Gene sequence alignment on the assemblies
To gain information on gene positions on the genome assemblies, we searched a public database to obtain 50,690, 5,830, 34731, and 61,670 gene sequences for L. kaempferi, C. obtusa, C. japonica, and C. lanceolata, respectively. Of the sequences 40,628 L. kaempferi (80.1%), 5,814 C. obtusa (99.7%), 34468 C. japonica (99.2%), and 53,750 C. lanceolata (87.2%) sequences were aligned on the genomes. Totals of 6,346 (12.5%) and 5,210 (8.5%) unmapped sequences in L. kaempferi and C. lanceolata showed similarities to protein sequences of Ascomycota and Mucoromycota, respectively, followed by unreported proteins (3.4% in L. kaempferi and 2.0% in C. lanceolata) (Supplementary Table S1).
Discussion
Here, we report the genome assemblies of four gymnosperm coniferous tree species, L. kaempferi, C. obtusa, C. japonica, and C. lanceolata (). In the four species, the assembly sizes were compared with the estimated sizes () and most of short reads were fully covered the assemblies. This indicated that the genome assemblies obtained would probably represent the entire genome sequences. Furthermore, gene sequences excluding potential contaminated sequences from fungi were almost mapped on the assembly sequences (Supplementary Table S1). The genome assemblies from this study would possess enough quality for genomics and genetics in the four gymnosperm coniferous tree species, L. kaempferi, C. obtusa, C. japonica, and C. lanceolata.

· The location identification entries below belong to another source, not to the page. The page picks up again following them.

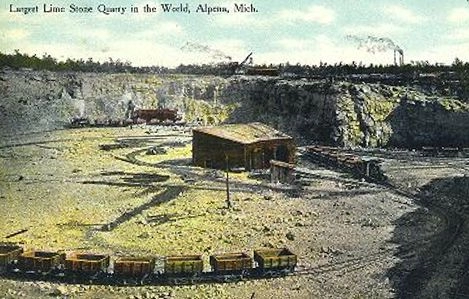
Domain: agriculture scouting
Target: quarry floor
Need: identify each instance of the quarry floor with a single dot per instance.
(65, 192)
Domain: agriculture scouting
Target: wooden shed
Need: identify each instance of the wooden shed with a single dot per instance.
(248, 146)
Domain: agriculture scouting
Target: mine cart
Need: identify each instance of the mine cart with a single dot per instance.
(87, 263)
(40, 261)
(268, 259)
(134, 266)
(183, 265)
(231, 262)
(8, 254)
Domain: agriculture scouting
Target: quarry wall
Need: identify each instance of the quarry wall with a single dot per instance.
(338, 113)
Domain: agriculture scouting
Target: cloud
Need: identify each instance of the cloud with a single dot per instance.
(320, 48)
(459, 34)
(459, 15)
(313, 14)
(403, 14)
(16, 34)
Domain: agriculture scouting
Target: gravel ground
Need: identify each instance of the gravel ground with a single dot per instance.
(63, 189)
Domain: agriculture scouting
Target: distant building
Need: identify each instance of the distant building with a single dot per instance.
(249, 146)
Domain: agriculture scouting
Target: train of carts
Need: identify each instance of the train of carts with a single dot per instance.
(130, 270)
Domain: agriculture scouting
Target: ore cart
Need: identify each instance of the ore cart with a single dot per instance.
(133, 269)
(231, 266)
(8, 255)
(273, 262)
(183, 269)
(84, 265)
(40, 261)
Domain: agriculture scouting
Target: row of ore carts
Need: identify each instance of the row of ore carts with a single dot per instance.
(102, 269)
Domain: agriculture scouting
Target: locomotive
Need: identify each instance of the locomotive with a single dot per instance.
(124, 270)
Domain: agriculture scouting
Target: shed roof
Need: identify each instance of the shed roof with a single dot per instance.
(244, 133)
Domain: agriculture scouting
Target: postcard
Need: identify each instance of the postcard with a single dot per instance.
(234, 149)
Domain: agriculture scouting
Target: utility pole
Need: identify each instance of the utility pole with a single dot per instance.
(228, 200)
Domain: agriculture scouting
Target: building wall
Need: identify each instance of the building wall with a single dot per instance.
(259, 154)
(210, 151)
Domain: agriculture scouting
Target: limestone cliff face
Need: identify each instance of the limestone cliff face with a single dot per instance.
(339, 113)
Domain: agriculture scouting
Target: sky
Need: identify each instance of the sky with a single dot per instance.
(301, 31)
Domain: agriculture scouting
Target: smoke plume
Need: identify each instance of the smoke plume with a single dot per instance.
(213, 53)
(374, 44)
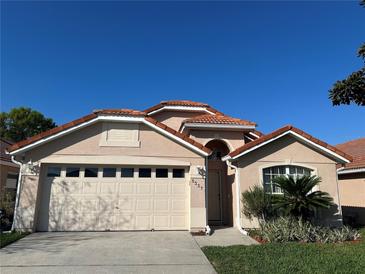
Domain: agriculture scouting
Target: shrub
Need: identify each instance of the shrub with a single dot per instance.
(296, 230)
(299, 199)
(256, 203)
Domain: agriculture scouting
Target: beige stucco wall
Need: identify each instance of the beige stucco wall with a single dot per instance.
(287, 150)
(175, 118)
(85, 142)
(352, 197)
(233, 139)
(4, 170)
(352, 189)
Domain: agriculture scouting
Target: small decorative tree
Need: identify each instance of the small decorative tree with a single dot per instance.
(256, 203)
(298, 198)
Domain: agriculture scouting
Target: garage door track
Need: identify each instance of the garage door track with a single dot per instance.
(105, 252)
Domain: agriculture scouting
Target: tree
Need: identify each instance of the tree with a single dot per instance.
(351, 89)
(22, 123)
(299, 199)
(256, 203)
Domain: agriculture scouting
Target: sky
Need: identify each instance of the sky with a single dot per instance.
(268, 62)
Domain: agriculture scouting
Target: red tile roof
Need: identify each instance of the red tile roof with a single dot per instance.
(218, 119)
(356, 148)
(185, 103)
(281, 131)
(122, 112)
(126, 112)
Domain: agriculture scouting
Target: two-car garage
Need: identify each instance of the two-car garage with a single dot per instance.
(102, 198)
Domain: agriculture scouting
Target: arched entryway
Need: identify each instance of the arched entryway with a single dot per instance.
(219, 186)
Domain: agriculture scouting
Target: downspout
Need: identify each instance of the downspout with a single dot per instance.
(206, 191)
(238, 191)
(17, 191)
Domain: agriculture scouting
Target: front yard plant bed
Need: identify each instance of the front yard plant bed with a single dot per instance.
(348, 257)
(8, 238)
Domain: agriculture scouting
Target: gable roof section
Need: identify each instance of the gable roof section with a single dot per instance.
(108, 115)
(218, 119)
(181, 105)
(326, 148)
(356, 148)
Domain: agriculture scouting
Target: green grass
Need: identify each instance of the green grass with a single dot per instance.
(289, 258)
(8, 238)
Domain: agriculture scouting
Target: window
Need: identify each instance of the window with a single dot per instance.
(91, 172)
(109, 172)
(178, 173)
(272, 172)
(72, 172)
(127, 172)
(162, 172)
(145, 173)
(53, 171)
(11, 180)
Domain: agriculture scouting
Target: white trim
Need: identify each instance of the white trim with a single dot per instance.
(172, 136)
(238, 195)
(52, 137)
(352, 170)
(215, 126)
(110, 118)
(182, 108)
(6, 163)
(335, 155)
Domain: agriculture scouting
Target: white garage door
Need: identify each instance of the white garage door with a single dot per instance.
(116, 198)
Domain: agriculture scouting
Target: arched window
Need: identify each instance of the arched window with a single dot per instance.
(270, 173)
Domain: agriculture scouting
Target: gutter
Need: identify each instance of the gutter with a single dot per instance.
(17, 191)
(238, 191)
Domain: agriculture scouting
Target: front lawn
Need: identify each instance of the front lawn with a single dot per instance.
(289, 258)
(8, 238)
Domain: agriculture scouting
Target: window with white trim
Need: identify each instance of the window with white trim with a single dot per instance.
(270, 173)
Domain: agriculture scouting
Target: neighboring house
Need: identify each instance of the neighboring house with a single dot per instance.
(351, 180)
(9, 170)
(179, 165)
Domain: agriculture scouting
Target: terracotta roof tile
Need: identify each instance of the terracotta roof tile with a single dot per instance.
(218, 119)
(127, 112)
(93, 115)
(279, 132)
(356, 148)
(185, 103)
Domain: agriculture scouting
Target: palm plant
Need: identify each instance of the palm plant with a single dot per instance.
(299, 199)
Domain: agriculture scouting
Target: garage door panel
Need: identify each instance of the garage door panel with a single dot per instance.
(144, 188)
(124, 221)
(126, 188)
(91, 204)
(90, 187)
(178, 188)
(144, 204)
(143, 222)
(162, 188)
(126, 203)
(178, 205)
(107, 187)
(161, 205)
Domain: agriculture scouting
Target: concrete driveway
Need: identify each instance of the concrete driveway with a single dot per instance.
(105, 252)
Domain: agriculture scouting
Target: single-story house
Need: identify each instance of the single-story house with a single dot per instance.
(179, 165)
(351, 181)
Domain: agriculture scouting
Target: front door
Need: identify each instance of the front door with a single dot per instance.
(214, 198)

Since the genomes of these species were giant in size (~10 Gb), similar to those of other gymnosperm species, we have been optimizing the DNA library preparation protocols to maximize the data production efficiency. Among the six protocols (), Protocol6 was the most effective with respect to the data yield (median 35.8 Gb) and read N50 length (median 27.8 kb), although the number of reads obtained using Protocol6 was less than that obtained using Protocol1, Protocol4, and Protocol5 (). Finally, we found that, as in Protocol6, genome DNA should be sheared with Megaruptor 2 and that shearing condition and library cutoff should be as long as possible if high-molecular weight genome DNA (>40 kb) was extracted. We concluded that Protocol6 might save time and costs for forthcoming genome sequence analysis for the giant genomes, even though it was still unclear the relationship between protocols and target species.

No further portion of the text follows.